Like him or not, we can all appreciate the great influence that Bruce Grobbelaar has had on the success of this club. Yet if it was not for the guiding hand of fate, the odds of Brucey playing football at all would be so overwhelming that Ray Winstone’s in-play floating head would (hilariously) combust as he considered the returns.
It all started when a fourteen year old Grobbelaar was playing with friends at a local school. A passer-by approached the moustached youth (go with it) and asked him to play for his team. The passer just so happened to be a Scotsman named Dave Russell, who coached the youth squad of an all-whites team called Salisbury Callies. Upon impressing, Bruce was drafted into the first team; who promised to pay his travel costs, plus two dollars for each win. Within the same year he had made his professional debut and was playing in front of 30,000 spectators. Rosy? Not quite. Salisbury was the only white team in a Zimbabwean black league during a time of racial tension. Alongside his two dollars for a win, Grobs would receive a police escort out of the townships.

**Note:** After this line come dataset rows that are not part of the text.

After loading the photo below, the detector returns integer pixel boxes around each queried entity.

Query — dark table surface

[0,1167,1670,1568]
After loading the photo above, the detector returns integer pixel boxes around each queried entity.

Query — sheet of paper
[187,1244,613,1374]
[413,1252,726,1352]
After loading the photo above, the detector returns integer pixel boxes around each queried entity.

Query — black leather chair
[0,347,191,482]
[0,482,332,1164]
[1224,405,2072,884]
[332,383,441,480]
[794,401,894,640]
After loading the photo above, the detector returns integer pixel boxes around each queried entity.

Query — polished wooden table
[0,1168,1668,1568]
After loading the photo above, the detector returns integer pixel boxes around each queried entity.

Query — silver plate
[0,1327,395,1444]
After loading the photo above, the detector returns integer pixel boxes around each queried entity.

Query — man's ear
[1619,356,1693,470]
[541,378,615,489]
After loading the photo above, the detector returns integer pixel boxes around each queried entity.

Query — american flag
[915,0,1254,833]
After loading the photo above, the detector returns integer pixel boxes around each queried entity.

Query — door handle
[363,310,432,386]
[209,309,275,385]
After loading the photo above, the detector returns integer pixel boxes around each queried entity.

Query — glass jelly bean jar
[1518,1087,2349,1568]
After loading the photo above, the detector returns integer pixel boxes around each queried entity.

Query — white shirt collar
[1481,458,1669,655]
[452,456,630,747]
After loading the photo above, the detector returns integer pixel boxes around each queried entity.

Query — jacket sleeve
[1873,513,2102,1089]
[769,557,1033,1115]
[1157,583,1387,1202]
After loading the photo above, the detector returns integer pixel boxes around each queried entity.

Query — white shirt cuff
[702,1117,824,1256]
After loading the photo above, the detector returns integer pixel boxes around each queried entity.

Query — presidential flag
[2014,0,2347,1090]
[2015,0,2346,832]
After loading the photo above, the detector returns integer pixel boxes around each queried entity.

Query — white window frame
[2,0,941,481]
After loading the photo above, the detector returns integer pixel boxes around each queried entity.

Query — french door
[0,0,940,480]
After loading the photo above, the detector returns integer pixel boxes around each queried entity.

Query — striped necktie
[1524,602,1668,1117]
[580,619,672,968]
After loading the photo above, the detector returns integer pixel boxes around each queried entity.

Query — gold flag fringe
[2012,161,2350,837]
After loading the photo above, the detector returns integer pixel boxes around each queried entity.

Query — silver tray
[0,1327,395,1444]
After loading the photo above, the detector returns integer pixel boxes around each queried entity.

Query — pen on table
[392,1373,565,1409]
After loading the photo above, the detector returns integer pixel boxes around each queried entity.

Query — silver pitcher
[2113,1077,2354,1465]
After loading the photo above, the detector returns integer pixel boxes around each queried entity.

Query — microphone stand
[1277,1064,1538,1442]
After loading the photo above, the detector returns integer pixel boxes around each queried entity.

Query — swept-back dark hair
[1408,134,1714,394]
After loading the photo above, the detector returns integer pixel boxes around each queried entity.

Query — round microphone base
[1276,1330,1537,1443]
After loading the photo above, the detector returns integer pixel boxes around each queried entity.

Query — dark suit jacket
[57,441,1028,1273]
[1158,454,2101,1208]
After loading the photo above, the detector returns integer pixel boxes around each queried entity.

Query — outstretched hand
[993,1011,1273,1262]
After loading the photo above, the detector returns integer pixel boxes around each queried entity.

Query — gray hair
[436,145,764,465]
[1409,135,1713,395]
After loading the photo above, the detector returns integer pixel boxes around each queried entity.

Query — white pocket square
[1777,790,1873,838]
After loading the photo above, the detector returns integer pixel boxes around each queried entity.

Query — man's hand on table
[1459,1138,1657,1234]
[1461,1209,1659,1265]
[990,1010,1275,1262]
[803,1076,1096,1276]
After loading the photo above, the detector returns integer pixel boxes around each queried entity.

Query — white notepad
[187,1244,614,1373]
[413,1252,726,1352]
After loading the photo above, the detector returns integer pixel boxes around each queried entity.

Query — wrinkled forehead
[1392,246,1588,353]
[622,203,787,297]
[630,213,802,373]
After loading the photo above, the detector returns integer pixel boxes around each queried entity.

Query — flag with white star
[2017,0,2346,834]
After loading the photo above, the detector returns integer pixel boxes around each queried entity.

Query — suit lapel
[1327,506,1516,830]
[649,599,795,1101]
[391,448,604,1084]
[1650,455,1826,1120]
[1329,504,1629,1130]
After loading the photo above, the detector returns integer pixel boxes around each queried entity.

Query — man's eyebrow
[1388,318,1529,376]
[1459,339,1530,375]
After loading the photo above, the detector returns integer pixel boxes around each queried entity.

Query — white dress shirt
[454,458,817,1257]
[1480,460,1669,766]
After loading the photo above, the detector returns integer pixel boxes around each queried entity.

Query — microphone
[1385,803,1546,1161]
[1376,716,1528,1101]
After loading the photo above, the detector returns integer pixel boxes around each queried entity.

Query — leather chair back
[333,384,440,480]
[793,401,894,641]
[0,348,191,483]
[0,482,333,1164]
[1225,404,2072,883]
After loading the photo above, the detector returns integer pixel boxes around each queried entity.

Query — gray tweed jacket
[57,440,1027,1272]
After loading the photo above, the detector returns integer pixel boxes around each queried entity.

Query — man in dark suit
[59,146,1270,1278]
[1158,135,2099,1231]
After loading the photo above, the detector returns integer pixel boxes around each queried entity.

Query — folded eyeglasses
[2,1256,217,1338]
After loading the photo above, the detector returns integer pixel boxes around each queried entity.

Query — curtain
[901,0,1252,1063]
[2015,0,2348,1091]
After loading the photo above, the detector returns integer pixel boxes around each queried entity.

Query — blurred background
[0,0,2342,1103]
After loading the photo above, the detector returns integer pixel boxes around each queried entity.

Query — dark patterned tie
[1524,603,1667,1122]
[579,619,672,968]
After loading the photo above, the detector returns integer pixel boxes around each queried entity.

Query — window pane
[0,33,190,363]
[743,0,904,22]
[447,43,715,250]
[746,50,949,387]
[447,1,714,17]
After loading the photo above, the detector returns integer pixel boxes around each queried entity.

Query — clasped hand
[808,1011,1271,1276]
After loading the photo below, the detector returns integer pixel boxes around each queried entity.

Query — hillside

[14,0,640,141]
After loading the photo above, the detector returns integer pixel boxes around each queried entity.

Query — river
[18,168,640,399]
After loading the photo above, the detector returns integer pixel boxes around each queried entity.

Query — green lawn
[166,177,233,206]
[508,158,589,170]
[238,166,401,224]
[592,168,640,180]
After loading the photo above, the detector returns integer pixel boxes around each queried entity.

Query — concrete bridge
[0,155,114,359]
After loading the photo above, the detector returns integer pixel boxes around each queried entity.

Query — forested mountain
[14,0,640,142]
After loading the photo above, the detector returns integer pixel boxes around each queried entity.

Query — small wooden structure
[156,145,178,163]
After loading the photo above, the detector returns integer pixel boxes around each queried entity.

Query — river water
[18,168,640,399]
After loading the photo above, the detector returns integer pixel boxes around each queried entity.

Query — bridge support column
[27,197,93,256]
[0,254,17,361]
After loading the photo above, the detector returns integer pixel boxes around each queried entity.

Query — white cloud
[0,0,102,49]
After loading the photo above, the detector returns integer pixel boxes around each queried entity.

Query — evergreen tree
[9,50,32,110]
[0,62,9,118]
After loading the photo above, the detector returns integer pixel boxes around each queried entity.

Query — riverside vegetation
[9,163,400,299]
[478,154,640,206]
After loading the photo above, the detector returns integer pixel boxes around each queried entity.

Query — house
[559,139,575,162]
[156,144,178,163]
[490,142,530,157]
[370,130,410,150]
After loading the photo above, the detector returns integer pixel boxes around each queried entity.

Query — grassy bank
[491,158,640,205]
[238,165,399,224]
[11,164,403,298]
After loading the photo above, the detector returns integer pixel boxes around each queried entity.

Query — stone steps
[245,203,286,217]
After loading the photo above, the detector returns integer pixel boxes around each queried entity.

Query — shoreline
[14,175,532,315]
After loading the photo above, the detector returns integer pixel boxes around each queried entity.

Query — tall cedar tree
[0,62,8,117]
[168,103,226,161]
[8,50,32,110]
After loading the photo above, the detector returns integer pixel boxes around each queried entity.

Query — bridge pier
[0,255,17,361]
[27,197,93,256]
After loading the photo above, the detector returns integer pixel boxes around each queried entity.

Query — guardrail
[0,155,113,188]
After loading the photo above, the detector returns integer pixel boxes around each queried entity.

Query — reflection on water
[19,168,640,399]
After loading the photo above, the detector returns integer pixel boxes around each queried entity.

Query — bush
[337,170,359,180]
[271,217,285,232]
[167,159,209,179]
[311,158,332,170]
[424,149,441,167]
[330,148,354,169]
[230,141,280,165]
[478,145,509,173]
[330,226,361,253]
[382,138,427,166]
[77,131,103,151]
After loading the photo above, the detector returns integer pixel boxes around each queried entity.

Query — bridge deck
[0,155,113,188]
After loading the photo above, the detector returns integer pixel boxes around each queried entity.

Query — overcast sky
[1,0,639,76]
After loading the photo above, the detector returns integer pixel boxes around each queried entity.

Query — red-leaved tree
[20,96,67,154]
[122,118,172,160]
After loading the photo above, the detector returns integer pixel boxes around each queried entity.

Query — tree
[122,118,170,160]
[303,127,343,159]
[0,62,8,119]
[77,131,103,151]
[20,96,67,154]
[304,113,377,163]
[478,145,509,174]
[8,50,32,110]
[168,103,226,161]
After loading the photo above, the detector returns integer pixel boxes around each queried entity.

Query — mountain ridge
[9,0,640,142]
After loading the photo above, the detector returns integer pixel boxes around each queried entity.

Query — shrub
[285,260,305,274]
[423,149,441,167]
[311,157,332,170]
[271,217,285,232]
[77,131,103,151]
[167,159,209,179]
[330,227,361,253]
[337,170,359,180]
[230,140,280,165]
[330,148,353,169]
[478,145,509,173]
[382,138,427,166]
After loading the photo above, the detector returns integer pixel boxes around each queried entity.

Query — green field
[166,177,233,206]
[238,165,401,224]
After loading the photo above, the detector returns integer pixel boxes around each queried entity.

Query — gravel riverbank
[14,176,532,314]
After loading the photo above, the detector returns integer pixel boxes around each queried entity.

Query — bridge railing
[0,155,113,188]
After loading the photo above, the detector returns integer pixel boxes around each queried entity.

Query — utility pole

His blossoming career was interrupted when he was drafted into the army to fight in the Bush War. In an environment where only the fortunate survives, Bruce was as lucky as they come. He spoke in the marvellous ‘Liverpool Heroes’ by Raghnild Lund Ansnes of several events which shaped his character. Grobbelaar was the stick leader in the army and was in charge of several men. One day, the vehicle in front of his drove over a land mine and exploded with four fatalities. Later, a friend was shot down just metres ahead of him. Yet it was never Bruce. At one point, his men were ambushed and he was abandoned. Grobs desperately radioed for help; and who was the person who responded to his frantic pleads when he thought it was all over? His cousin. What are the chances?
“To say it changed me is an understatement. From then on, I set out to live life to the full.” That he certainly did. The man who arrived in England with £10 and left with £1 was so eccentric he made Salvador Dali look like a ‘basurero’ conformist. Upon leaving the army, Bruce was asked to fulfil a scholarship to play Baseball in the United States but his mind-set was not right for it (imagine that? They would have loved his antics across the pond).
Then in 1977, Star Wars hit the screens, the first Apple computer went on sale, Bob lifted ‘ole Big Ears’ and Bruce returned to his birth-country to play for Durban City. When the South African army tried to recruit him to fight on the wrong side of apartheid, he moved to Canada to play for the Vancouver Whitecaps. After struggling to emerge as the #1 keeper’, Bruce went on loan to Crewe Alexander.
There are days when you wake up and can have no idea of the magnitude of what’s to come. When Tom Saunders trudged his way down to Crewe on such a day to watch the fourth division side play, he wouldn’t have had a clue that he was about to spot a future European Cup winner. Maybe old Tom had watched the forgettable ‘Concrete Cowboys’ starring Tom Selleck earlier that day and thought ‘what Anfield needs is more moustache’, maybe he hadn’t, (he definitely hadn’t) it’s hard to say. Nevertheless he liked Bruce and strongly recommended him to Paisley.
However, nothing is ever easy with Grobs. The day after he signed for Liverpool his work permit expired. Peter Robinson improvised and sent the keeper to Paris, but they wouldn’t let him enter the country on an African passport. He couldn’t return to England so the Zimbabwean was stuck in transit. Tom Hanks received acclaim for his role in ‘The Terminal’, yet this is just another chapter in Grobbelaar’s Hollywood story. Whilst solemnly perched watching the crowds of people going about their business in the airport, he noticed a woman holding a South-African passport. He chased her down and discovered that she had obtained entry from a ’24-hour shopping visa’ which he could get over the counter. What are the chances? That through the crowds he noticed this one particular woman, and why hadn’t she put her passport away? Paris is notorious for pickpocketing, somebody should have told her. My aunty Maureen nearly got her handbag pinched by the Arc de Triomphe. Anyway, as it was, the very next day Bruce Grobbelaar became a Liverpool player. 628 appearances, thirteen trophies, ups, downs and one outstandingly monotone rap solo later, it seems it was all just meant to be.
‘There is no such thing as an accident, it is fate unnamed’ – Napoleon Bonaparte.